An important message from our youth

Lindsey Schwalm, Contributing Writer

Students from across the globe are coming together to protest the single most important issue of our time: climate change. Children as young as nine years old are skipping school to grab the attention of both policymakers and the general public alike. Their demands are clear: the government should declare a “climate emergency.” The public should be informed about the seriousness of the problem, the school curriculum should include information about the climate crisis, and the age of voting should be decreased to 16, so they can have a say in the policy that will make or break their future.


The Youth 4 Climate Change rallies started in Sweden when 15-year-old Greta Thunberg started skipping school every Friday to sit in front of a Swedish Parliament building. Her acts of courage and defiance have sparked a wave of protests across the world, with students skipping school to protest and holding rallies of thousands to wake their governments up. There have been demonstrations across Sweden, the Netherlands, Australia, Canada, Denmark, Switzerland, Belgium, the United Kingdom, Germany, Ireland, Italy, and France – pulling numbers of up to 40,000 participants.

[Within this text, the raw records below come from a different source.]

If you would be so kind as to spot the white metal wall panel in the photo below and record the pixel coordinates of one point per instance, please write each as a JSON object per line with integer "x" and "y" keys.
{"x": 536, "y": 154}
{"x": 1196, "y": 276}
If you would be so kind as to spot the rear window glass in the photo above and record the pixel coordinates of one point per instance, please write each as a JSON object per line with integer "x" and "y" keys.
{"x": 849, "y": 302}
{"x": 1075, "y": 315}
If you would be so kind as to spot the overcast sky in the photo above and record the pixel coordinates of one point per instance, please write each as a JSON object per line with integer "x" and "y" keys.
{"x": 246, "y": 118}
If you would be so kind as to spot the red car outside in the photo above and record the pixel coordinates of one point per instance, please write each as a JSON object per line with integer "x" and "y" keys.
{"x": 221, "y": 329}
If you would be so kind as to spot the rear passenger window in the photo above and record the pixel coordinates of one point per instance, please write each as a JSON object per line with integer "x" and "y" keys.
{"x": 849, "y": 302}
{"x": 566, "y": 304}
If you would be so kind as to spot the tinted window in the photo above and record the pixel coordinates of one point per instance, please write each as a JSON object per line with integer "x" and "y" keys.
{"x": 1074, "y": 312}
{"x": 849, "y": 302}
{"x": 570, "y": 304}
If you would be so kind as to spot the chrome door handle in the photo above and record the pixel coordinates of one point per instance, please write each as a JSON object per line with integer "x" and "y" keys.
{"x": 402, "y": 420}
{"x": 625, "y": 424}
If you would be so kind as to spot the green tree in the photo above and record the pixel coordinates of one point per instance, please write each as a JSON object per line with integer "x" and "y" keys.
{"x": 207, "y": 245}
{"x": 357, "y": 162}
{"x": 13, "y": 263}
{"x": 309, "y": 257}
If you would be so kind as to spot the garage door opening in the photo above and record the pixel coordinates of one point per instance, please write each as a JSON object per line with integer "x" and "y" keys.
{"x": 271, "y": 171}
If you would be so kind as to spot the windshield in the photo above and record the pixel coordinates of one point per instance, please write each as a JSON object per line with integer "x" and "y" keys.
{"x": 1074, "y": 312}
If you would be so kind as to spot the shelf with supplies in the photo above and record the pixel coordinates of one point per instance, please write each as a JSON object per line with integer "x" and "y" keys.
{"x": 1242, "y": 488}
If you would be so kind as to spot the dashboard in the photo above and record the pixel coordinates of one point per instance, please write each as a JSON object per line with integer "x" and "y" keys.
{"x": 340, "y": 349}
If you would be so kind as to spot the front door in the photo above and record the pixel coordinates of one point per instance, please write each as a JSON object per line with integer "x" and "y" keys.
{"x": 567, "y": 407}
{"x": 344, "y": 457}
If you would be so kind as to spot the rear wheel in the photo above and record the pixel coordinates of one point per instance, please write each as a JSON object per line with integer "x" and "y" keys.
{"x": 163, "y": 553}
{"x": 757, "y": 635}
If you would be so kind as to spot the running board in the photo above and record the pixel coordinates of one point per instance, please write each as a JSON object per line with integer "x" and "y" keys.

There has been much criticism toward the school kids from many adults including UK Prime Minister Theresa May, who says that they should not be wasting precious learning time. However, Thunberg clapped back to the criticism profoundly, saying, “British PM says that the children on school strike are ‘wasting lesson time.’  That may well be the case. But then again, political leaders have wasted 30 years of inaction. And that is slightly worse.” Despite missing lessons in the classroom, these students are some of the most brilliant individuals and are willing to take immediate action on what they are learning about the climate crisis.


By the time these kids are old enough to be policymakers, predictions have shown the earth will warm up by as much as 2.7 degrees Fahrenheit. This temperature increase will trigger more intense droughts, disappearing coastlines, and massive migrations to the areas that are tolerable and fertile. Many might think that this change is something that humanity can handle. However, a four-year study of 7,800 marine species around the world’s ecosystems also concluded that there will be fishless oceans by 2048 if we continue to overfish and reduce the biodiversity of the ocean. This reduces a large food source for an ever-growing population. These students’ concerns are real and clearly justified by the problem that we have on hand. If action is not taken now, the consequences will be drastic.


Not only are these youth defiant, but they are widely educated about a problem that will overwhelm the younger generations. These students have also called out the neglect of our policymakers to take this issue seriously, which needs to be done. Critics of the Youth 4 Climate Change group are right in noting that students should be in school instead of protesting, but the previous generations before them did not afford them that luxury. By the time they are adults, it will be too late to reverse the catastrophic damage to our planet. The time for action is now. Are you listening?